- Born: August 8, 1952 (age 73)
- Origin: Niagara Falls, New York, United States
- Genres: Country
- Occupations: Singer-songwriter, vocalist
- Instruments: Vocals, guitar
- Years active: 1970s–present
- Formerly of: The Shooters, Baker & Myers
- Website: Gary Baker Music

= Gary Baker (songwriter) =

American singer-songwriter

Gary Baker (born August 8, 1952, in Niagara Falls, New York) is an American country music singer and songwriter.

==Career==

In the late 1970s, Baker was a musician with the LeBlanc and Carr Band. Baker was also a singer musician with the country-pop band, The Shooters. He has written songs for John Michael Montgomery, Alabama and others. Baker has been writing with his songwriting partner, Frank J. Myers since 1988, both having played in Marie Osmond's band. Baker and Myers' most successful song as songwriters is "I Swear", recorded by both All 4-One and John Michael Montgomery. The song sold more than 20 million copies internationally, and won the 1995 Grammy for "Best Country Song". In 1995, he and Myers recorded one album on Curb Records as the duo Baker & Myers.

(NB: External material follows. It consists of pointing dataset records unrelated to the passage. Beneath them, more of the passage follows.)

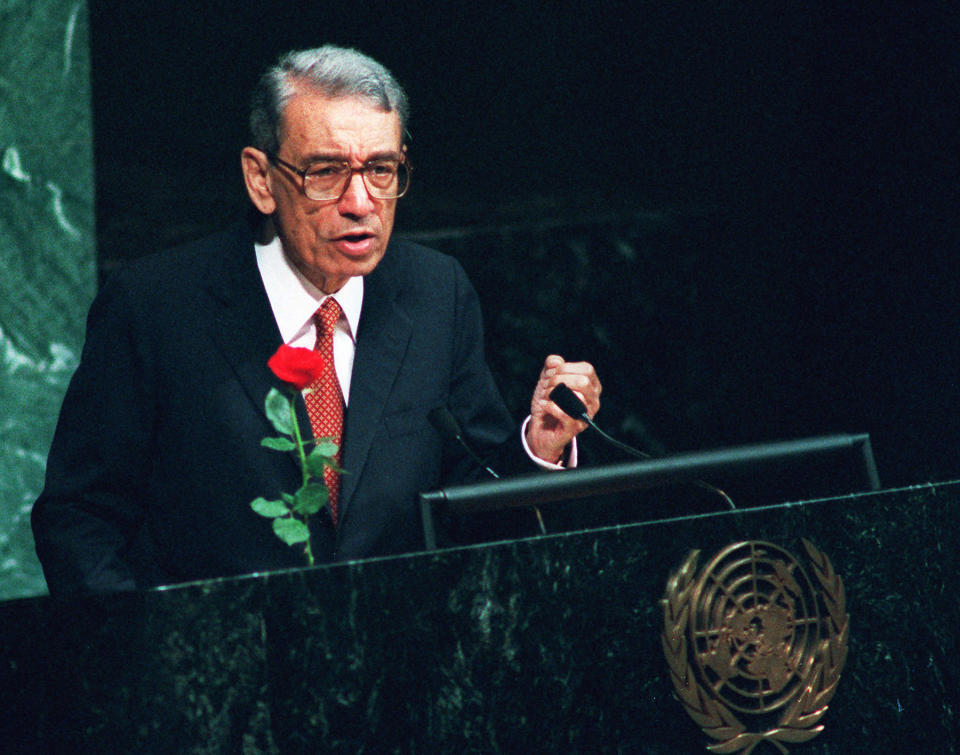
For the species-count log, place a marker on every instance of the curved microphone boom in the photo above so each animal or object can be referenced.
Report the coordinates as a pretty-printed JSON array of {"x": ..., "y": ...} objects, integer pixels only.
[
  {"x": 572, "y": 406},
  {"x": 446, "y": 424}
]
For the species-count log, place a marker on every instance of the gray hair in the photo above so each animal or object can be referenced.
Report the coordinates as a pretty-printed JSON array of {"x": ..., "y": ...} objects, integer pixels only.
[{"x": 329, "y": 70}]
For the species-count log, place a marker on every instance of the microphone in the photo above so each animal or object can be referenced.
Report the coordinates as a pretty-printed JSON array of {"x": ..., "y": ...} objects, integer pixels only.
[
  {"x": 449, "y": 429},
  {"x": 572, "y": 406}
]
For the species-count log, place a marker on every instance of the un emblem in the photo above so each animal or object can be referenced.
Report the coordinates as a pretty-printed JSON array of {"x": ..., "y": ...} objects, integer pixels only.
[{"x": 755, "y": 646}]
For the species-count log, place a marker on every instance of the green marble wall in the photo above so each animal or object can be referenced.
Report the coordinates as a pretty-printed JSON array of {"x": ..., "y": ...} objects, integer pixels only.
[{"x": 46, "y": 251}]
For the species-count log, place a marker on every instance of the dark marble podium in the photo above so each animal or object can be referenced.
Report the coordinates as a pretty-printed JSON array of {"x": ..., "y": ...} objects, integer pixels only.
[{"x": 549, "y": 644}]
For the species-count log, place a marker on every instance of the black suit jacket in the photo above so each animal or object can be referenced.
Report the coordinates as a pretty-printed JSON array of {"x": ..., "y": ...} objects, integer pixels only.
[{"x": 157, "y": 453}]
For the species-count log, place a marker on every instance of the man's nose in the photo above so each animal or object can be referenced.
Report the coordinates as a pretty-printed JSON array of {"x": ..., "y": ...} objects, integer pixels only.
[{"x": 356, "y": 199}]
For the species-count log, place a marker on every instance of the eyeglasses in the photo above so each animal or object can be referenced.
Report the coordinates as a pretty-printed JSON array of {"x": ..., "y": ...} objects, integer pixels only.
[{"x": 386, "y": 178}]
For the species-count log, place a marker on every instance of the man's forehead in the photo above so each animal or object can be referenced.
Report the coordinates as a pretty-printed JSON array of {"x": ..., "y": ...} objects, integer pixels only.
[{"x": 311, "y": 116}]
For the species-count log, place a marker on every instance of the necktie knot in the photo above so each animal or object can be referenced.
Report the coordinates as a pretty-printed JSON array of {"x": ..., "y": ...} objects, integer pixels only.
[{"x": 327, "y": 316}]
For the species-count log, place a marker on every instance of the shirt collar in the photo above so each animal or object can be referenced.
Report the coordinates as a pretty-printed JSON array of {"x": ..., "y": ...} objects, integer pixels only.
[{"x": 294, "y": 299}]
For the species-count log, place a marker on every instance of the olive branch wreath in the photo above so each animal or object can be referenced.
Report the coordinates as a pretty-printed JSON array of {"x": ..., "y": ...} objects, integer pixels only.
[{"x": 799, "y": 722}]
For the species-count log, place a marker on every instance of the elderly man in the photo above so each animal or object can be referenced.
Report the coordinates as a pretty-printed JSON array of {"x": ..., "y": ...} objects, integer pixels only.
[{"x": 157, "y": 452}]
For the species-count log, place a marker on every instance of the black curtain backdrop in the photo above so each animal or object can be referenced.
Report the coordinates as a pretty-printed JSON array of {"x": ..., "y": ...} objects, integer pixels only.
[{"x": 744, "y": 213}]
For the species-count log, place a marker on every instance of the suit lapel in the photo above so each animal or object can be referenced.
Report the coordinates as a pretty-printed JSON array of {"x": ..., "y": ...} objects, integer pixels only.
[
  {"x": 382, "y": 340},
  {"x": 243, "y": 325}
]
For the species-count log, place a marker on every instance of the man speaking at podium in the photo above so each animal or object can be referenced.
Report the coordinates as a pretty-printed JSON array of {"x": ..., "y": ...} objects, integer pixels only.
[{"x": 157, "y": 452}]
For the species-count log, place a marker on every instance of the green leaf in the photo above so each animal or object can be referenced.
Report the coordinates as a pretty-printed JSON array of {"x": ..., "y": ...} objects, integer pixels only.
[
  {"x": 271, "y": 509},
  {"x": 277, "y": 405},
  {"x": 291, "y": 531},
  {"x": 325, "y": 447},
  {"x": 311, "y": 498},
  {"x": 279, "y": 444}
]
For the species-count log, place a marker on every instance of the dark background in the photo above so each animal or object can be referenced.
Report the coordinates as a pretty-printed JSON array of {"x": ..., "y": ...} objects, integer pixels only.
[{"x": 743, "y": 213}]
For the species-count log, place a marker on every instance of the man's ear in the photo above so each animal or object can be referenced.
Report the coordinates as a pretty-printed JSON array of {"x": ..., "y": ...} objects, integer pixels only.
[{"x": 255, "y": 166}]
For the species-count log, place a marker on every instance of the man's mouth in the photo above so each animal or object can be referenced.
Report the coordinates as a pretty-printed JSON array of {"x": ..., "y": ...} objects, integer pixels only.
[{"x": 355, "y": 243}]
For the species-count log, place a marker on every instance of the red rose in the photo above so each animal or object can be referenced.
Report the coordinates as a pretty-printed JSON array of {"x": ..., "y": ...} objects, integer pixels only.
[{"x": 295, "y": 366}]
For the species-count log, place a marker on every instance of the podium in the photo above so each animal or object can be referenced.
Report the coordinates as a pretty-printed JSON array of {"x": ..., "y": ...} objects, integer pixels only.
[{"x": 547, "y": 644}]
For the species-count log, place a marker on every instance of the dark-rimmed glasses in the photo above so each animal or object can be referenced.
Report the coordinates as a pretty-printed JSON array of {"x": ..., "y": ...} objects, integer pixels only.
[{"x": 384, "y": 178}]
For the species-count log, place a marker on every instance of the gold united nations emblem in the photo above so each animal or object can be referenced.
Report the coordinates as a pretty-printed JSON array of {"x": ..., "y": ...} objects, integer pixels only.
[{"x": 755, "y": 646}]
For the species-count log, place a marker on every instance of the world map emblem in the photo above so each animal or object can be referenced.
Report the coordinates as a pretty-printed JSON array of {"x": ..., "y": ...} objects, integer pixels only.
[{"x": 755, "y": 643}]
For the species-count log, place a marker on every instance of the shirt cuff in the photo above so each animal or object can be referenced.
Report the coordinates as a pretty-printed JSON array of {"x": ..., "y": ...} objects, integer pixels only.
[{"x": 571, "y": 456}]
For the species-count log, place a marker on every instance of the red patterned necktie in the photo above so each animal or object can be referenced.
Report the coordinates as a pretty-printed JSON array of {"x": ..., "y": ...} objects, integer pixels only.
[{"x": 323, "y": 398}]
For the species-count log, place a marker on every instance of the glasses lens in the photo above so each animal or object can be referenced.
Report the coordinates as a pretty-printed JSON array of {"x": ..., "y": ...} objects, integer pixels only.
[{"x": 384, "y": 180}]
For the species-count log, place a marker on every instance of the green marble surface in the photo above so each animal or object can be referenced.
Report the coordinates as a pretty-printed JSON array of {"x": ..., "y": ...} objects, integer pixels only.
[
  {"x": 46, "y": 251},
  {"x": 550, "y": 644}
]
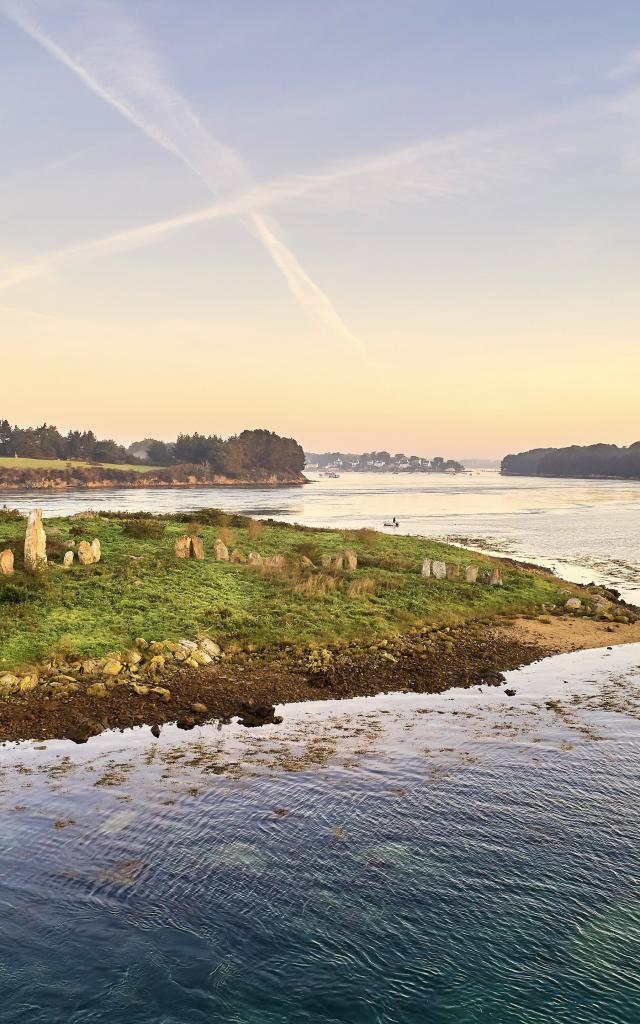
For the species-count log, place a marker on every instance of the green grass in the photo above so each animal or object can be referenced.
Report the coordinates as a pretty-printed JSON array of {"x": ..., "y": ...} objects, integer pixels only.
[
  {"x": 140, "y": 589},
  {"x": 7, "y": 463}
]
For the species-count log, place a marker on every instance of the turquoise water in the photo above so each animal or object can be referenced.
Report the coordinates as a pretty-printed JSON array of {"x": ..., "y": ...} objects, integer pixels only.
[{"x": 461, "y": 858}]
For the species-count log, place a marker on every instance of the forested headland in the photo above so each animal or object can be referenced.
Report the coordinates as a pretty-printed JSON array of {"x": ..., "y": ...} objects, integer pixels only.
[{"x": 591, "y": 461}]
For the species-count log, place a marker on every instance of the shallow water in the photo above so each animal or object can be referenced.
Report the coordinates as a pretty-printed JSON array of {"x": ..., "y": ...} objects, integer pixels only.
[
  {"x": 462, "y": 857},
  {"x": 586, "y": 529}
]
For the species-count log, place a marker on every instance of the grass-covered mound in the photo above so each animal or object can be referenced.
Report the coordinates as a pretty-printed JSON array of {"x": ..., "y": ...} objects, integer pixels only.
[{"x": 139, "y": 588}]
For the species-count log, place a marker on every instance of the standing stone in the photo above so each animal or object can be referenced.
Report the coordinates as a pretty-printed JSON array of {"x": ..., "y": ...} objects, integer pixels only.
[
  {"x": 35, "y": 543},
  {"x": 182, "y": 547},
  {"x": 221, "y": 551},
  {"x": 6, "y": 562},
  {"x": 85, "y": 555},
  {"x": 350, "y": 559},
  {"x": 275, "y": 562},
  {"x": 198, "y": 548}
]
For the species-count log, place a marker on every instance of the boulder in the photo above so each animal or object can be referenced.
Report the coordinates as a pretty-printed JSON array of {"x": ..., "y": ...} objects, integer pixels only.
[
  {"x": 6, "y": 562},
  {"x": 220, "y": 551},
  {"x": 35, "y": 543},
  {"x": 182, "y": 547},
  {"x": 198, "y": 549},
  {"x": 350, "y": 559},
  {"x": 275, "y": 562},
  {"x": 85, "y": 554}
]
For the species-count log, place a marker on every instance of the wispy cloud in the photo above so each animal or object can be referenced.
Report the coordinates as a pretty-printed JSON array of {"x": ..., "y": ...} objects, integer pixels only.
[
  {"x": 629, "y": 67},
  {"x": 111, "y": 57}
]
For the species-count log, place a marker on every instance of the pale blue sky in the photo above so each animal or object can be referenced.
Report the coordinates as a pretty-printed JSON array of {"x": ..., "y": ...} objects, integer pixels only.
[{"x": 436, "y": 207}]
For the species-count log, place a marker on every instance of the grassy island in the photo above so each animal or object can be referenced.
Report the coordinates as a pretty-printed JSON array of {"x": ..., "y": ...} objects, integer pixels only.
[{"x": 304, "y": 625}]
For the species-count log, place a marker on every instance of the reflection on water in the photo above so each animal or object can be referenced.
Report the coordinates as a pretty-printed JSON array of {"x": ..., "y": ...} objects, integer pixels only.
[
  {"x": 586, "y": 529},
  {"x": 461, "y": 857}
]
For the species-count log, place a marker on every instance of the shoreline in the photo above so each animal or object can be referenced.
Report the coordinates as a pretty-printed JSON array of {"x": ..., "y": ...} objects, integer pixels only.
[{"x": 454, "y": 656}]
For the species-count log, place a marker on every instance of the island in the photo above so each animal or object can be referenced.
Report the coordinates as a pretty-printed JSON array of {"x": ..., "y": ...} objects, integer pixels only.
[
  {"x": 588, "y": 462},
  {"x": 41, "y": 458},
  {"x": 119, "y": 620}
]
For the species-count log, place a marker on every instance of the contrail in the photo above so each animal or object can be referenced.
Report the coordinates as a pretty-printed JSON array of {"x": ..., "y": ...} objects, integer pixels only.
[{"x": 127, "y": 77}]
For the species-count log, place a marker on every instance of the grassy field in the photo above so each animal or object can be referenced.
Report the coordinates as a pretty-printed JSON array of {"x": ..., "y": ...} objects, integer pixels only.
[
  {"x": 62, "y": 464},
  {"x": 140, "y": 589}
]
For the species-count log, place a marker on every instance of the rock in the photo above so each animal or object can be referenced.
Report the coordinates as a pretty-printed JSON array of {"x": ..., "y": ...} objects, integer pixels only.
[
  {"x": 8, "y": 684},
  {"x": 220, "y": 551},
  {"x": 275, "y": 562},
  {"x": 350, "y": 559},
  {"x": 162, "y": 692},
  {"x": 35, "y": 543},
  {"x": 202, "y": 657},
  {"x": 182, "y": 547},
  {"x": 210, "y": 647},
  {"x": 85, "y": 554},
  {"x": 6, "y": 562},
  {"x": 198, "y": 549},
  {"x": 96, "y": 690}
]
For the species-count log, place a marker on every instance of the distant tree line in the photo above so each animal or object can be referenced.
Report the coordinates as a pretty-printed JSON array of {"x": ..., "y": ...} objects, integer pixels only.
[
  {"x": 237, "y": 457},
  {"x": 577, "y": 461},
  {"x": 381, "y": 462}
]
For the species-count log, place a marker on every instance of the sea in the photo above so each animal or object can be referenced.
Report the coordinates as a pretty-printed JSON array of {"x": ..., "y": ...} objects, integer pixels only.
[{"x": 472, "y": 856}]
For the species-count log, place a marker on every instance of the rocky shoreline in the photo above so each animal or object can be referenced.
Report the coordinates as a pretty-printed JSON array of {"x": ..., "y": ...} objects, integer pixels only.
[{"x": 212, "y": 686}]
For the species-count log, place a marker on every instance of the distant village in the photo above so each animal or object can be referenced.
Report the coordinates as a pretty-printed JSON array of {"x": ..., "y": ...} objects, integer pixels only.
[{"x": 379, "y": 462}]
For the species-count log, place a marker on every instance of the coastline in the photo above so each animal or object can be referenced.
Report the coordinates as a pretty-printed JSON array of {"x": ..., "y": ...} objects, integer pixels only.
[{"x": 456, "y": 656}]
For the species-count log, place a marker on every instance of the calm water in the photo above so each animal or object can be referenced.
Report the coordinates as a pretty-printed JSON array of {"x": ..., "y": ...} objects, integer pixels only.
[
  {"x": 586, "y": 529},
  {"x": 467, "y": 857}
]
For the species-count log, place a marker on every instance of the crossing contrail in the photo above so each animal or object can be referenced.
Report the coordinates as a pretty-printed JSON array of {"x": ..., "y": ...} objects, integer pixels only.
[{"x": 109, "y": 55}]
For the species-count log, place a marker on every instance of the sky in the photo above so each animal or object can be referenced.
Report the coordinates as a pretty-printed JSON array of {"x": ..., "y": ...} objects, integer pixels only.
[{"x": 399, "y": 224}]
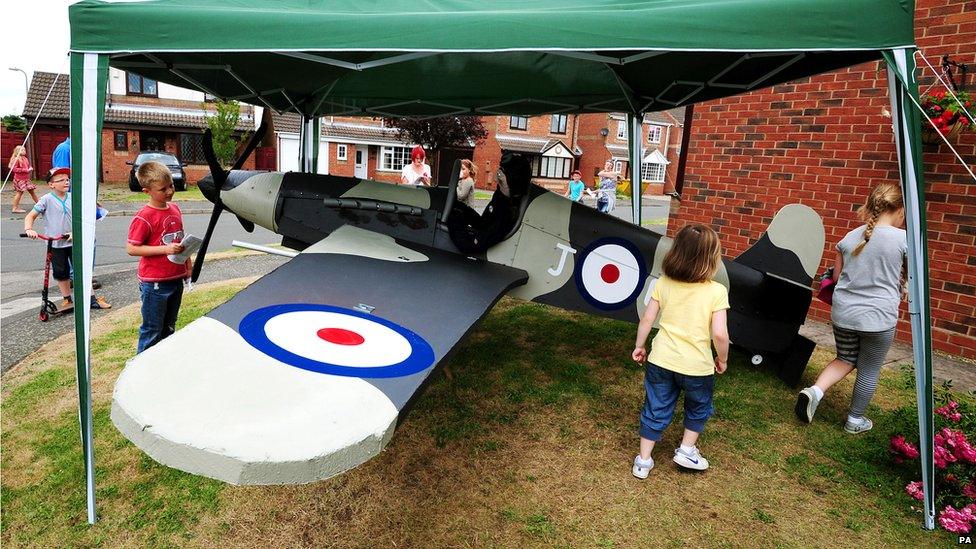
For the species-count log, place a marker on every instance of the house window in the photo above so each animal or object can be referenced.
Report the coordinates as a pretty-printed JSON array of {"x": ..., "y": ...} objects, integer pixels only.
[
  {"x": 392, "y": 159},
  {"x": 191, "y": 148},
  {"x": 619, "y": 166},
  {"x": 652, "y": 172},
  {"x": 552, "y": 167},
  {"x": 139, "y": 85},
  {"x": 558, "y": 123},
  {"x": 654, "y": 134}
]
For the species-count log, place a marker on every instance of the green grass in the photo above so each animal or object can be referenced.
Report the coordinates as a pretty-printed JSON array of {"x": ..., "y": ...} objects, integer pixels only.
[{"x": 528, "y": 445}]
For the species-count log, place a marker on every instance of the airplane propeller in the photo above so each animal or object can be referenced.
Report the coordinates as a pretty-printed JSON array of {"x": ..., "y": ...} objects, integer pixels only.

He also wrote the hit "I'm Already There" for Lonestar, the band's seventh #1 single. It spent six weeks at the top of the Billboard Hot Country Singles & Tracks chart.

==Personal life==

Baker lives in Sheffield, Alabama with his wife and his four sons, Shane, Ryan, Brett, and Cole, and daughter, Ashley.

Baker's granddaughter, Cadence, auditioned for season 20 of American Idol and made it to Hollywood then on to Hawaii week and was eliminated during the Top 20.